The break-line operator \ can be used to split long pipe concatenations over multiple lines.

The above snippet can be written as shown below:

workflow {
   channel.from('Hello') \
     | map { it.reverse() } \
     | (foo & bar) \
     | mix \
     | view
}

DSL2 migration notes

  • DSL2 final version is activated using the declaration nextflow.enable.dsl=2 in place of nextflow.preview.dsl=2.

  • Process inputs of type set have to be replaced with tuple.

  • Process outputs of type set have to be replaced with tuple.

  • Process output option mode flatten is not available any more. Replace it using the flatten to the corresponding output channel.

  • Anonymous and unwrapped includes are not supported any more. Replace it with a explicit module inclusion.
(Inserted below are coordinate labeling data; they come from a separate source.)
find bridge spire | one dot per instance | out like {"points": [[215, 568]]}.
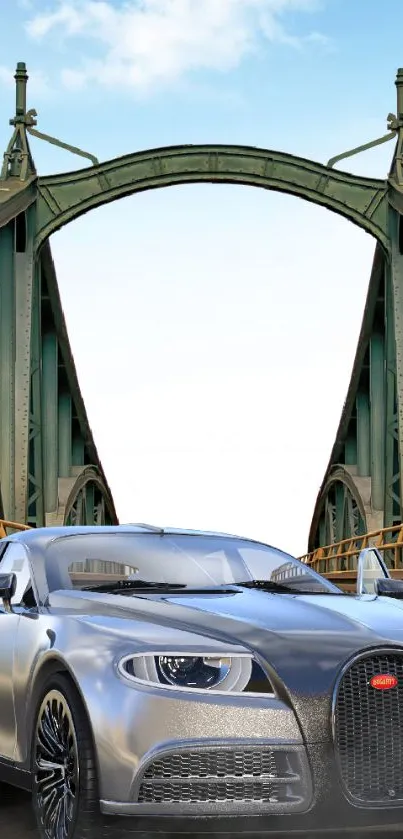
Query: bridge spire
{"points": [[397, 165], [18, 162]]}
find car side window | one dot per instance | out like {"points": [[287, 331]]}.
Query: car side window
{"points": [[14, 560]]}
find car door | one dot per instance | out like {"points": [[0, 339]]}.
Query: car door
{"points": [[13, 559]]}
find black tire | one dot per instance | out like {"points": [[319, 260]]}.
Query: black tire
{"points": [[65, 800]]}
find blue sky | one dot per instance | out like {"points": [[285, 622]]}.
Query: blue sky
{"points": [[214, 327]]}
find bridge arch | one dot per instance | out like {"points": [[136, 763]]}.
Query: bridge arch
{"points": [[64, 197], [89, 500], [340, 510]]}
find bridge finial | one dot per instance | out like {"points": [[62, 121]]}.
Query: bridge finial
{"points": [[399, 86], [21, 78], [17, 161]]}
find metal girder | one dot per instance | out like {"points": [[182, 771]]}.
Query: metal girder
{"points": [[88, 502], [64, 197], [340, 510], [362, 482]]}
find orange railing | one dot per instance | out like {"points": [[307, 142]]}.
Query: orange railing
{"points": [[6, 526], [339, 561]]}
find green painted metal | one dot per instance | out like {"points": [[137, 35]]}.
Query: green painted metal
{"points": [[7, 368], [50, 418], [377, 402], [35, 504], [363, 435], [63, 198], [65, 434], [51, 442]]}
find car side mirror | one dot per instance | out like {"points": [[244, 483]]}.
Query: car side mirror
{"points": [[370, 569], [389, 588], [8, 585]]}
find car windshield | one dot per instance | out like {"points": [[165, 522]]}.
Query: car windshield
{"points": [[193, 561]]}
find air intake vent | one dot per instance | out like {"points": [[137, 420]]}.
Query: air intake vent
{"points": [[369, 729], [218, 776]]}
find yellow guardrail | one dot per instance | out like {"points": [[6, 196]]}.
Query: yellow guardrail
{"points": [[339, 561], [5, 526]]}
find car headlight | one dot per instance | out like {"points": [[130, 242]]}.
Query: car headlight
{"points": [[197, 672]]}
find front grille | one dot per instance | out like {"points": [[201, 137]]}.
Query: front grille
{"points": [[369, 730], [216, 776]]}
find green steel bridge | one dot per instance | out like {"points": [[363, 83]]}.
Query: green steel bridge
{"points": [[50, 471]]}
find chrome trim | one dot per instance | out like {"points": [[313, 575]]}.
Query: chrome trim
{"points": [[351, 661], [190, 691]]}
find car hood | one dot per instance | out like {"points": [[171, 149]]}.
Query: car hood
{"points": [[288, 628], [302, 641]]}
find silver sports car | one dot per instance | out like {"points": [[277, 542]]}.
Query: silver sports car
{"points": [[172, 681]]}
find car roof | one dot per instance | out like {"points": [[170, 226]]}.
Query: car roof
{"points": [[48, 534]]}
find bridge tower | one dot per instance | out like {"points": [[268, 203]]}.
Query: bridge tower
{"points": [[362, 488], [50, 471]]}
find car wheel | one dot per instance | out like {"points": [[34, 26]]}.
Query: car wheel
{"points": [[64, 778]]}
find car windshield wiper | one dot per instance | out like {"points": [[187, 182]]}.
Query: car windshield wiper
{"points": [[123, 586], [128, 585], [281, 588]]}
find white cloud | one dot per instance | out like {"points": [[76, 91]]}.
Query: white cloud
{"points": [[147, 43]]}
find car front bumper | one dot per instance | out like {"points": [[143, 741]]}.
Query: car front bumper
{"points": [[135, 729]]}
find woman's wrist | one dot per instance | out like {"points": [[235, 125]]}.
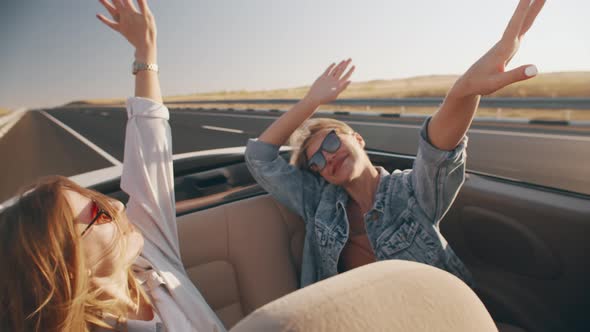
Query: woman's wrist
{"points": [[147, 54]]}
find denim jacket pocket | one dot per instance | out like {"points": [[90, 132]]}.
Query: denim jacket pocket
{"points": [[408, 242]]}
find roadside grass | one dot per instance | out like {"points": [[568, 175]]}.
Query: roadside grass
{"points": [[562, 84], [499, 113]]}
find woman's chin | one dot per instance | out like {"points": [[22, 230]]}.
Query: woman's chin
{"points": [[135, 244]]}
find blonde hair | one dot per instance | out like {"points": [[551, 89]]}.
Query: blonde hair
{"points": [[301, 138], [45, 284]]}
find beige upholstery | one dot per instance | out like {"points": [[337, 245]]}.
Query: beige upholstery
{"points": [[246, 254], [242, 255], [384, 296]]}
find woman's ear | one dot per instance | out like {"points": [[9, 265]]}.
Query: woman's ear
{"points": [[359, 139]]}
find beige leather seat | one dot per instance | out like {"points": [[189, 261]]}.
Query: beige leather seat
{"points": [[242, 255], [246, 254]]}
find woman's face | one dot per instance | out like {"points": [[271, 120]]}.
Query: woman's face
{"points": [[105, 244], [346, 163]]}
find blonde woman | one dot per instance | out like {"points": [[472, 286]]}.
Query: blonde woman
{"points": [[76, 260], [356, 213]]}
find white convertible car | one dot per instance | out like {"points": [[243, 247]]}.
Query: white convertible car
{"points": [[527, 247]]}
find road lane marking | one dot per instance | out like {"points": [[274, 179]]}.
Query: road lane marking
{"points": [[478, 131], [93, 146], [229, 130], [8, 121]]}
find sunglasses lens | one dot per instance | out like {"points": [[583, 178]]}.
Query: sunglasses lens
{"points": [[317, 162], [103, 216], [331, 143], [94, 210]]}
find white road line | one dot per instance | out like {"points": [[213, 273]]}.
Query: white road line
{"points": [[229, 130], [535, 135], [5, 126], [477, 131], [93, 146]]}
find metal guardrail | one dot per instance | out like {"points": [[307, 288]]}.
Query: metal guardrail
{"points": [[574, 103]]}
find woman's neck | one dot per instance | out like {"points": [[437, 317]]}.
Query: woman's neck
{"points": [[115, 287], [363, 189]]}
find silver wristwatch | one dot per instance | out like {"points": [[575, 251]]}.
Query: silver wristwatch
{"points": [[139, 66]]}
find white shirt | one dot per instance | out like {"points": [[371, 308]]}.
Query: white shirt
{"points": [[148, 179]]}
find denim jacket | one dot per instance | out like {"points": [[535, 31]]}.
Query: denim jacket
{"points": [[402, 224]]}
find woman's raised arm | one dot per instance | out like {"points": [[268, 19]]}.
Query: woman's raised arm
{"points": [[487, 75], [325, 89], [139, 28], [148, 176]]}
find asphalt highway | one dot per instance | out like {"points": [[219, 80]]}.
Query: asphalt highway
{"points": [[38, 145]]}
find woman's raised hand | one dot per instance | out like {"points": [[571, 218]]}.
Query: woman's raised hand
{"points": [[137, 26], [489, 73], [330, 84]]}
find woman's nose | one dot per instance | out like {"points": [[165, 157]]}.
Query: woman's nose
{"points": [[118, 205]]}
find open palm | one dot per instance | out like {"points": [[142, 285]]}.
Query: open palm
{"points": [[331, 83], [489, 73]]}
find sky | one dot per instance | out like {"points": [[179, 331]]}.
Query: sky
{"points": [[56, 51]]}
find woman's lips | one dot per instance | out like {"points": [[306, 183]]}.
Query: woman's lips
{"points": [[337, 164]]}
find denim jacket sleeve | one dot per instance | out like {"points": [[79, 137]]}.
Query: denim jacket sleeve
{"points": [[437, 175], [297, 189]]}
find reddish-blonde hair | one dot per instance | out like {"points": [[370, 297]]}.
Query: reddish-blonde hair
{"points": [[44, 284]]}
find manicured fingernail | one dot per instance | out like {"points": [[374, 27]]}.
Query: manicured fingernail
{"points": [[531, 71]]}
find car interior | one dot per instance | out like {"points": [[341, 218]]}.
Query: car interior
{"points": [[525, 245]]}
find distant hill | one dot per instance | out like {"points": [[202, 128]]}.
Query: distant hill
{"points": [[562, 84]]}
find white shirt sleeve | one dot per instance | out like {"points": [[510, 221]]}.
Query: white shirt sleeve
{"points": [[148, 176]]}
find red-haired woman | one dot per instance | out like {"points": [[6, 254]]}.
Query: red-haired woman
{"points": [[76, 260]]}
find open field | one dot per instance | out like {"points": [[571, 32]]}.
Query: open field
{"points": [[500, 113], [570, 84], [563, 84]]}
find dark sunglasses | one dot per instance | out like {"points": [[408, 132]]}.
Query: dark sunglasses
{"points": [[99, 216], [331, 144]]}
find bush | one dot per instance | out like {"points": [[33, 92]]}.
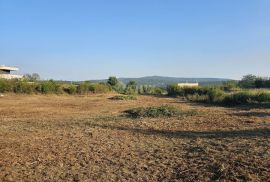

For example:

    include './some/library'
    include bar from './other/library'
    
    workflow {
      foo()
      bar()
    }
    

    Should be replaced with:

    include { foo } from './some/library'
    include { bar } from './other/library'
    
    workflow {
      foo()
      bar()
    }
    
  • The use of unqualified value and file elements into input tuples is not allowed anymore. Replace them with a corresponding val or path qualifier:

    process foo {
    input:
      tuple X, 'some-file.bam'
     script:
       '''
       your_command
       '''
    }
    

    Use:

    process foo {
    input:
      tuple val(X), path('some-file.bam')
     script:
       '''
       your_command --in $X some-file.bam
       '''
    }
    
  • The use of unqualified value and file elements into output tuples is not allowed anymore. Replace them with a corresponding val or path qualifier:

    process foo {
    output:
      tuple X, 'some-file.bam'
    
    script:
       X = 'some value'
       '''
       your_command > some-file.bam
       '''
    }
    

    Use:

    process foo {
    output:
      tuple val(X), path('some-file.bam')
    
    script:
       X = 'some value'
       '''
       your_command > some-file.bam
       '''
    }
    
  • Operator bind has been deprecated by DSL2 syntax

  • Operator operator << has been deprecated by DSL2 syntax.

  • Operator choice has been deprecated by DSL2 syntax. Use branch instead.

  • Operator close has been deprecated by DSL2 syntax.

  • Operator create has been deprecated by DSL2 syntax.

  • Operator countBy has been deprecated by DSL2 syntax.

  • Operator into has been deprecated by DSL2 syntax since it’s not needed anymore.

  • Operator fork has been renamed to multiMap.

  • Operator groupBy has been deprecated by DSL2 syntax. Replace it with groupTuple

  • Operator print and println have been deprecated by DSL2 syntax. Use view instead.

  • Operator merge has been deprecated by DSL2 syntax. Use join instead.

  • Operator separate has been deprecated by DSL2 syntax.

  • Operator spread has been deprecated with DSL2 syntax. Replace it with combine.

  • Operator route has been deprecated by DSL2 syntax.